In Banana Yoshimoto’s Kitchen, published in 1988 and translated into English in 1993 by Megan Backus, we encounter attachments.
When I was a young child, I was very attached to stationary stuff—paper clips, markers, compasses, gum, pens, paints, and a lot of other things I have come to forget. Whenever I had a chance at things like these, I would cut pages from my notebooks and start crafting things. This one time, I made a small envelope, wrote a cute letter to my father, and posted it in a nearby post office. It was not so long ago. Unfortunately, the letter never reached my father (but the envelope did). That’s for another story. It may be about 15 years ago. And I was very young then.
And every time I bought a new compass box, there was a certain sense of comfort. This belongs to me. Of all things in the world, this one thing I can call mine. But, just as time passed by, and now I think of it, I no longer desire stationary stuff—of course, this is despite me carrying a pouch full of sticky notes, colourful pens, highlighters, and sharpener—as much as I desire books. I now look at books on my desk and know they belong to me.
There is a sense of attachment to things and people we never let go—and are forced to let go. These attachments follow through to comfort when you are sad and in anguish.

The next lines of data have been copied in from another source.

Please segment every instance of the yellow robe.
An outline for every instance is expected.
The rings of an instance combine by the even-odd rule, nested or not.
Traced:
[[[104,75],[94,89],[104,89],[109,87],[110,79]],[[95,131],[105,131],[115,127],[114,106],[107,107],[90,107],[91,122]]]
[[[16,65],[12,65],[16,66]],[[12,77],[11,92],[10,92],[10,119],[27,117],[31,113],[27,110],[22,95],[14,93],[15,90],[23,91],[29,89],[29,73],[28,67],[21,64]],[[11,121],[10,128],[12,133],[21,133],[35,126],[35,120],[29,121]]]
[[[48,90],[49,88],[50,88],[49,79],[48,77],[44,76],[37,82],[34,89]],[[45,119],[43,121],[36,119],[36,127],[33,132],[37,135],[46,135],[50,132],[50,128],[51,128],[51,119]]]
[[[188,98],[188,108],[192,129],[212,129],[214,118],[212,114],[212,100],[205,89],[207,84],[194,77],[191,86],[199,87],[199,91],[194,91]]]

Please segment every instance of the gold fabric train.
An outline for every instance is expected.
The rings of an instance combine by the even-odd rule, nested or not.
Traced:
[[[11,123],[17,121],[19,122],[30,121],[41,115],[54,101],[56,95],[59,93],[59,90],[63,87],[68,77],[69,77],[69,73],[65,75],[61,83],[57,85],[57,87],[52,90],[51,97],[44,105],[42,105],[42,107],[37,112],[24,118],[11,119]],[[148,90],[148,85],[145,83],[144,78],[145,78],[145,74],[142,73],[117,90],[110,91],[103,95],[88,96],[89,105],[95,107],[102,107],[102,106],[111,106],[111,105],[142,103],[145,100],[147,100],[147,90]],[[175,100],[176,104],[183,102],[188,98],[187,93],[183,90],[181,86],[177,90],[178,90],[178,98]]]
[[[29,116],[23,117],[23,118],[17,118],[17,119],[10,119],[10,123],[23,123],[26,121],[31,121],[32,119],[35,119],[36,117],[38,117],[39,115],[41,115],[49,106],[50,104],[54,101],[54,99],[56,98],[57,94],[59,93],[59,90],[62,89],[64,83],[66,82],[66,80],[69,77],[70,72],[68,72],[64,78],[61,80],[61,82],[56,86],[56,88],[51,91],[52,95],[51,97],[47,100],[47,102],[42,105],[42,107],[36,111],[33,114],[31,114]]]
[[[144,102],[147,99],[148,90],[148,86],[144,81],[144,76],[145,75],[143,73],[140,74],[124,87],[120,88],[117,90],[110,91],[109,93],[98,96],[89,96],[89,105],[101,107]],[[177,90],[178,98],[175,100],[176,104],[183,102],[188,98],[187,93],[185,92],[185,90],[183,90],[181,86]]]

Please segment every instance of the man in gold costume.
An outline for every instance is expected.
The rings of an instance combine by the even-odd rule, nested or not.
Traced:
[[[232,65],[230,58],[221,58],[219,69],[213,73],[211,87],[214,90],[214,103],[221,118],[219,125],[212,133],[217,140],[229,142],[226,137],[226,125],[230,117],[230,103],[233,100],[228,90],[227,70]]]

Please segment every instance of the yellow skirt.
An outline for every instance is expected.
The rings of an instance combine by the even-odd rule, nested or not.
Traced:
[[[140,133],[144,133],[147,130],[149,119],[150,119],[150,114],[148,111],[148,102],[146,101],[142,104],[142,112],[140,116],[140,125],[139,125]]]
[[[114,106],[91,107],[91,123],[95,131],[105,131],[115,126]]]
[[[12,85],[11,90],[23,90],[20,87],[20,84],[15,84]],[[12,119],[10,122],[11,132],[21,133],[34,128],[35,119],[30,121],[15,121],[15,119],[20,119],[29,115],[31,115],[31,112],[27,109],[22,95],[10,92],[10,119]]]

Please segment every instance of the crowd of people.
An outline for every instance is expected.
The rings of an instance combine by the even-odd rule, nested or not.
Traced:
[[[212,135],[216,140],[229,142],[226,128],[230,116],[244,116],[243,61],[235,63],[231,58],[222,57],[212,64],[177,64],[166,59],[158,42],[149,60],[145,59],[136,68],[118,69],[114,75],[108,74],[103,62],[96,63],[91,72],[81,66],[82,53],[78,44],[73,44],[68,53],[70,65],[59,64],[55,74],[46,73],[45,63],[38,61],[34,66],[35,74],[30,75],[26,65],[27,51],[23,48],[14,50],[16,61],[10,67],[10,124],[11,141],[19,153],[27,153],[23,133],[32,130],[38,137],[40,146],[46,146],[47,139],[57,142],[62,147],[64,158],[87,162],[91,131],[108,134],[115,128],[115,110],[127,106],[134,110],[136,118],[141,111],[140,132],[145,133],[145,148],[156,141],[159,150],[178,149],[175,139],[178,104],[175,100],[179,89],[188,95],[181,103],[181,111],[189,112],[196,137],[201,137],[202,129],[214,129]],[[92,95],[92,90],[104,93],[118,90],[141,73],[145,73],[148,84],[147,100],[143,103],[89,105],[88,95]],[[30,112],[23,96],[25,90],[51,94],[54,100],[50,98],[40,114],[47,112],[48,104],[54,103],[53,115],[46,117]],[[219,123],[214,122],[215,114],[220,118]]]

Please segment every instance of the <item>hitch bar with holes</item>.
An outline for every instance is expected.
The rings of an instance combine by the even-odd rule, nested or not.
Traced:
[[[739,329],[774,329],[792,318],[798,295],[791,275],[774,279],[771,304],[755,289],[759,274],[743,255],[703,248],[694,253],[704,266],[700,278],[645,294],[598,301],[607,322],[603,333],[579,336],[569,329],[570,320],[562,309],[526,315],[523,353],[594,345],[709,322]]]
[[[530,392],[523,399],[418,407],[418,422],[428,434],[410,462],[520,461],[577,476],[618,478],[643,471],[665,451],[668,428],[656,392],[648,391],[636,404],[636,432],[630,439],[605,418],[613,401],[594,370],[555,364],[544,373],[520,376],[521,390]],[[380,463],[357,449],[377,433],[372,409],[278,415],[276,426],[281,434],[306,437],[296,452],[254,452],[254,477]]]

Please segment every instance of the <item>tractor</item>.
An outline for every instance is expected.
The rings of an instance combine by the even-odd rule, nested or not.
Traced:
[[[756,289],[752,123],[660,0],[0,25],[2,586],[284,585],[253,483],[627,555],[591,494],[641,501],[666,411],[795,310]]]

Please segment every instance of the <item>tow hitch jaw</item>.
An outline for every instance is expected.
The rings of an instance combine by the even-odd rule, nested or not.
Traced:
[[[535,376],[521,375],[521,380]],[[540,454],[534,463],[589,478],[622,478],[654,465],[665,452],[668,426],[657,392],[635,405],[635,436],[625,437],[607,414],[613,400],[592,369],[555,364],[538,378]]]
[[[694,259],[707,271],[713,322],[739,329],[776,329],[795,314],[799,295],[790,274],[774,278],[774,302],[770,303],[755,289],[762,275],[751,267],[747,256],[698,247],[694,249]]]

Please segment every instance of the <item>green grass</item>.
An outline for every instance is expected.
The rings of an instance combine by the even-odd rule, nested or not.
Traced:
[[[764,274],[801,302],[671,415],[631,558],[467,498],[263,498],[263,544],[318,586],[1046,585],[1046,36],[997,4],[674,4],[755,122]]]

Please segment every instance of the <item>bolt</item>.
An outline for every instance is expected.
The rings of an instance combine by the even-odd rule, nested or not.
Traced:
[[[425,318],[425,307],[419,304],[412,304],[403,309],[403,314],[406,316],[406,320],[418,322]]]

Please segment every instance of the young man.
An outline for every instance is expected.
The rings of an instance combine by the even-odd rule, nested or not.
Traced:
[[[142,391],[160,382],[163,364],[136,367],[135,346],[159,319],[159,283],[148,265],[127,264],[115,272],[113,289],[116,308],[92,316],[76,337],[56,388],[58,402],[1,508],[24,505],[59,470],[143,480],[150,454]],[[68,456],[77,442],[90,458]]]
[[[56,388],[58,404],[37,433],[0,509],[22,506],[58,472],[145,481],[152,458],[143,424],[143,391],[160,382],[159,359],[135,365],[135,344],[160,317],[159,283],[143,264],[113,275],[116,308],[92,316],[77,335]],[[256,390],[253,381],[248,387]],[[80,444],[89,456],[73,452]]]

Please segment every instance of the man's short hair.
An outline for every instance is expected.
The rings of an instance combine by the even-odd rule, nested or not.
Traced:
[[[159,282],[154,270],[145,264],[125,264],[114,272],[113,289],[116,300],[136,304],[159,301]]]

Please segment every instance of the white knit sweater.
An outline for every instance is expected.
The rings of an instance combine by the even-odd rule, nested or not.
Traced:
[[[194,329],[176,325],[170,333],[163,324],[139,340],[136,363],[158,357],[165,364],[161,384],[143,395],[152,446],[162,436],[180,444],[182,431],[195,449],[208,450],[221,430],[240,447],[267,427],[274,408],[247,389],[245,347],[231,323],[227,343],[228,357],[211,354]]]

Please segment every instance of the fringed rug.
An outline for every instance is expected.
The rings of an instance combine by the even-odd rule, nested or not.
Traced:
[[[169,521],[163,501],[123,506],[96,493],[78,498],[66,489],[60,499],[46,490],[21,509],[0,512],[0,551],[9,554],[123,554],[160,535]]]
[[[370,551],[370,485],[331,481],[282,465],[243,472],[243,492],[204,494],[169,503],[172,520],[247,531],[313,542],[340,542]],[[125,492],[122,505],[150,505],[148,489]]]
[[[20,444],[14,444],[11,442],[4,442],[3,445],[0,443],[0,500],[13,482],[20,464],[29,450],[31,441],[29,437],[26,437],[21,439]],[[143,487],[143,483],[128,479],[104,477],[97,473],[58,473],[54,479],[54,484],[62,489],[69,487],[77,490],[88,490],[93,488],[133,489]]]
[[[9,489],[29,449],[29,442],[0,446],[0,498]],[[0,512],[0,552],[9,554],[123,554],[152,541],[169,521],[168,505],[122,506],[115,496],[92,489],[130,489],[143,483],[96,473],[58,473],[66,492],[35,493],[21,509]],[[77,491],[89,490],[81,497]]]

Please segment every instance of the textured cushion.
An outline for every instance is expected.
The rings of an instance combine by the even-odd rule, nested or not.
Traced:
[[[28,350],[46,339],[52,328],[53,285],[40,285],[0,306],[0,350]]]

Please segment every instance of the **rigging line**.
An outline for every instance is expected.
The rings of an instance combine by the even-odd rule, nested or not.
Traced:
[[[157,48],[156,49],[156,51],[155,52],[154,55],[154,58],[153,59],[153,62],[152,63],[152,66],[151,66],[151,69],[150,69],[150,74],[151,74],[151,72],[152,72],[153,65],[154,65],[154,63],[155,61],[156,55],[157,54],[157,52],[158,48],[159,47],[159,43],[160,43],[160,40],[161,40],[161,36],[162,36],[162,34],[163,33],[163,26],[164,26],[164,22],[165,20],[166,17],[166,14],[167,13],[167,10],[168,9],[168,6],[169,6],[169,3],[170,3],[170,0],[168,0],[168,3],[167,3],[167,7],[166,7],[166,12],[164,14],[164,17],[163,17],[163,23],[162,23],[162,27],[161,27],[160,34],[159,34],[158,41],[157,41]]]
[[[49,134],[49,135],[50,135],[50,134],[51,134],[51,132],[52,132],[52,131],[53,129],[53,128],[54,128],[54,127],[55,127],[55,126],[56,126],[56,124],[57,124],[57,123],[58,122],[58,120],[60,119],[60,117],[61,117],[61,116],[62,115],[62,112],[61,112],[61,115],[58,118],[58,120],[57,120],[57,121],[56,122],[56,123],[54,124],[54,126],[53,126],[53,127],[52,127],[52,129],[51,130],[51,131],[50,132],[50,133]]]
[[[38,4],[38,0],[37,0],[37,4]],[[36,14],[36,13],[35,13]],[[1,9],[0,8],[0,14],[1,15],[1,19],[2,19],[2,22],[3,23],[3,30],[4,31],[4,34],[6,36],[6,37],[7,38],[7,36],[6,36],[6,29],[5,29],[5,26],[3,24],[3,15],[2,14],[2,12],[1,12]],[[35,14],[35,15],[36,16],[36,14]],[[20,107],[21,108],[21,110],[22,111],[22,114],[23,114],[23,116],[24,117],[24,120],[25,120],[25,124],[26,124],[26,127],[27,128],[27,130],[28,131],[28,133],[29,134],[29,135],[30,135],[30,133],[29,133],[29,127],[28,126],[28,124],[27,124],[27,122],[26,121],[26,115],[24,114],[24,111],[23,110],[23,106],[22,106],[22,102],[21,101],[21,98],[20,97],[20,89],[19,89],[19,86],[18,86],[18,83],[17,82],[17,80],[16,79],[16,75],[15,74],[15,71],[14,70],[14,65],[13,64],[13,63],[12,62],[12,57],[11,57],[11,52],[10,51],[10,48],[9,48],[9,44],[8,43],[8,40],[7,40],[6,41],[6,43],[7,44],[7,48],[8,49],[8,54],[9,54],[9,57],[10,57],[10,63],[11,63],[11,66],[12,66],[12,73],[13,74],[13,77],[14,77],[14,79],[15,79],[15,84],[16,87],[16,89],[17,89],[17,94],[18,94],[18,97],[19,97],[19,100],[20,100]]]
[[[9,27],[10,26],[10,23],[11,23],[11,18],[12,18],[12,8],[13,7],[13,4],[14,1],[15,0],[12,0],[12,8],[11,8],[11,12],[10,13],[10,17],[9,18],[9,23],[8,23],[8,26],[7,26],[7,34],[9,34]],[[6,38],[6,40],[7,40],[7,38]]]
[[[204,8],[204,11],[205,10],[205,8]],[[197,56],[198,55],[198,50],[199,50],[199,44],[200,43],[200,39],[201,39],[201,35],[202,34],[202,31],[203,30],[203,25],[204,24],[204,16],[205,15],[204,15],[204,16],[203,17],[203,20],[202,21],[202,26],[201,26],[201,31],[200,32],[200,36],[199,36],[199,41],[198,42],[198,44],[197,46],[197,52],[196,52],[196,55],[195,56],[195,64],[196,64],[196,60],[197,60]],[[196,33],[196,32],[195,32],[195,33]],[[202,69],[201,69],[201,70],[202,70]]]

“The place I like best in this world is the kitchen”. This is the first line of this novel. And as one sifts through pages in this book, you return to the kitchen again and again. Mikage Sakurai, the protagonist, loves kitchen—immaculate tea towels to vegetable dropping all over, and “if it’s a kitchen, if it’s a place where they make food, it’s fine with me”. Her ex, Sotoro, loves greenery—parks, gardens, and all things green.
Yuichi, her companion friend and later love interest, loves fountain pens, and his girlfriend complains more about his love for fountain pens than she does. “Perhaps there are people in this world who love their fountain pens with every fiber of their being—and that’s very sad. If you’re not in love with him, you can understand him.” Eriko, Yuichi’s father and (now) mother, loves beauty stuff—all things that make her look beautiful.
But the story is not about Kitchen per se. It follows Mikage, in her voice, the grief and sorrow of losing people she loves—and having to live with it. As a young child, Mikage had lost both her parents and was living with her grandmother. But now, the grandmother is dead, and she feels lonely and understandably sad about being all alone in the world.
Mikage thinks: “No matter how dreamlike a love I have found myself in, no matter how delightfully drunk I have been, in my heart, I was always aware that my family consisted of only one person… [And] someday, without fail, everyone will disappear, scattered into the blackness of time. I’ve always lived with that knowledge rooted in my being.”
Yuichi, the boy who worked in the flower shop of Mikage’s granny, invites her to his home for dinner—and, perhaps, to stay with his family until she figured out her things. Yuichi was kind—just the reserved kind who spoke little. His father-turned-mother, Eriko, loved him immensely and raised him well.
What follows in the story is about the time Mikage, Yuichi, and Eriko, spend together and apart from one another. In the first instance, Mikage loves the kitchen. And, in the following days, she stays on the sofa in the hall next to the kitchen. That she loves. She is close to the kitchen once again. The kitchen is big, neat, and tidy, and the aprons are clean.
In the kitchen, Mikage found her comfort and hope: “When the time comes to die, I want to breathe my last in a kitchen.” Elsewhere, she thought, “Why do I love everything that has to do with kitchens so much? It’s strange. Perhaps, because to me a kitchen represents some distant longing engraved on my soul.” This love for the kitchen reminds us of things we truly hold close to us, despite the loss, the suffering, the good, and the bad.
Despite the book revolving around themes of loss, loneliness, and mourning, there is a sense of hope all through. And that is why, as one sifts through the pages, they are left feeling deeply sad once, joyous at others, and grateful at the end. Therefore, Eriko tells Mikage once: “But if a person hasn’t ever experienced true despair, she grows old never knowing how to evaluate where she is in life; never understanding what joy really is. I’m grateful for it.”
In Yoshimoto’s novel, people are reeling through a loss, are lonely at once, and are sad and mourning, but, at the same time, they are kind and hopeful. In the end, Mikage and Yuichi naturally share love-like feelings for each other and expect ways and words to express them. So, they hang out with each other. Cook food. Do crazy stuff, like climb walls, and buy food to escape Tofu’s onslaught on their lives.
In all, Kitchen is a cute story. The book is translated with immense care for the language. It reads well. And just as I did, this 150-odd-page book can be read in one go. Banana Yoshimoto’s Kitchen tells a beautiful story about loss, love, hope, and gratitude in those few pages.